An Overview of Plastic Additives
It's funny. When we talk about the variety of plastics and the flexibility they have - both literally and figuratively - we're often talking about a very small percentage of what's in the plastic. The additives.
It makes sense that different plastic additives can dramatically change the properties of a type of plastic. Here at Filabot, we get into plastic additives a lot, and in some ways that aren't terribly common. Sure, we add colored pellets to our extruded plastic (typically a ratio of 100:1), but we do more than that. Lots more.
We're constantly combining plastics in ways that blur the boundaries between what an additive is and isn't. Let's talk a bit more about the ways you can use additives, either at small or large scale, to yield the types of plastic you need.
All plastics start with a base material - that foundational plastic that you'll add to. Properties are important here, but so is cost. You can dramatically change the final plastic with a (relatively) inexpensive additive. Anyone who has spent time extruding filament at volume knows that the cost of your base plastic matters quite a bit.
There are a number of classifications of additives. For the sake of discussion, let's list them.
- Fillers - metal, talc, granite, limestone, coffee grounds
- Colorant - opaque, glow
- Plasticizers - melt flow modifiers
- Stabilizers - inhibit degradation
- Flame retardants
- Ultraviolet (UV) Light Absorbers
- Antistatic Agents
- Blowing Agents - Foaming
- Lubricants - Mold release, Slip Modifiers
- Reinforcements - Carbon fiber, Fiberglass, Kevlar
If we look closely at the categories, we can see that there are a few commonalities. The additives either help with plastic usage, manufacturing, or durability. And when we consider the real world, most plastics have multiple additives.

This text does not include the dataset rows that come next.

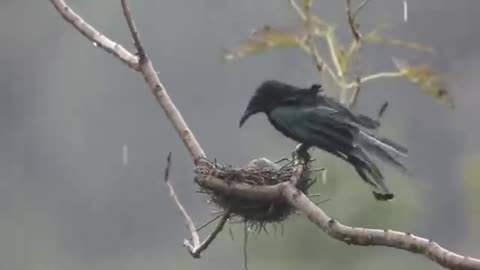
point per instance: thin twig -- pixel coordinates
(355, 93)
(351, 22)
(188, 220)
(284, 191)
(92, 34)
(204, 245)
(133, 30)
(245, 242)
(209, 222)
(194, 247)
(360, 7)
(391, 74)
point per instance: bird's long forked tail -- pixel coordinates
(384, 149)
(371, 174)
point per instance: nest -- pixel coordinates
(259, 172)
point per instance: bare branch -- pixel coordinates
(283, 191)
(351, 21)
(355, 93)
(350, 235)
(188, 220)
(92, 34)
(360, 7)
(375, 237)
(147, 70)
(194, 247)
(195, 252)
(133, 30)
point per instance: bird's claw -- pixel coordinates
(301, 154)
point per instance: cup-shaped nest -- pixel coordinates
(260, 172)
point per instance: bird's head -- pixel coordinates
(266, 97)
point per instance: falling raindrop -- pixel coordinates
(125, 154)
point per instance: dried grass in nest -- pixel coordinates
(255, 212)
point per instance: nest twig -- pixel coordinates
(260, 172)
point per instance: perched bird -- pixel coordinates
(317, 120)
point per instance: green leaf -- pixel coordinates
(375, 37)
(264, 39)
(427, 80)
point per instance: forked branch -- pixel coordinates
(286, 190)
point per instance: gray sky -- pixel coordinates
(67, 108)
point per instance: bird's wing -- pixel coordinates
(319, 126)
(346, 114)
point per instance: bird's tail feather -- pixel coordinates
(371, 174)
(384, 149)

It's these additives that often create issues, though. These issues pop up when we're talking about recycling or toxicity or other subjects. We often talk about plastics as a single thing, as if they're all the same. The actual plastic, when we get right down to it, is pretty safe and stable. The additives we use, however... those can be a very different story.
Some additives, including those containing heavy metals, have been banned from use in various countries. The European Union, United States, and other countries have banned products with certain additives due to their impact on health, the environment, and for other reasons.
One of the greatest challenges with additives comes in processing after it's produced. It makes sense that plastic-producing companies aren't always going to shout their recipes from the rooftops. Whether we're talking about extrusion or recycling, it can be extremely difficult - nearing impossible - to work with some plastics because of this fact.
This is just one of the reasons we recycle from an open-source model. Once we identify ways to recycle a particular plastic, we release that information publicly. We hope that others will follow suit.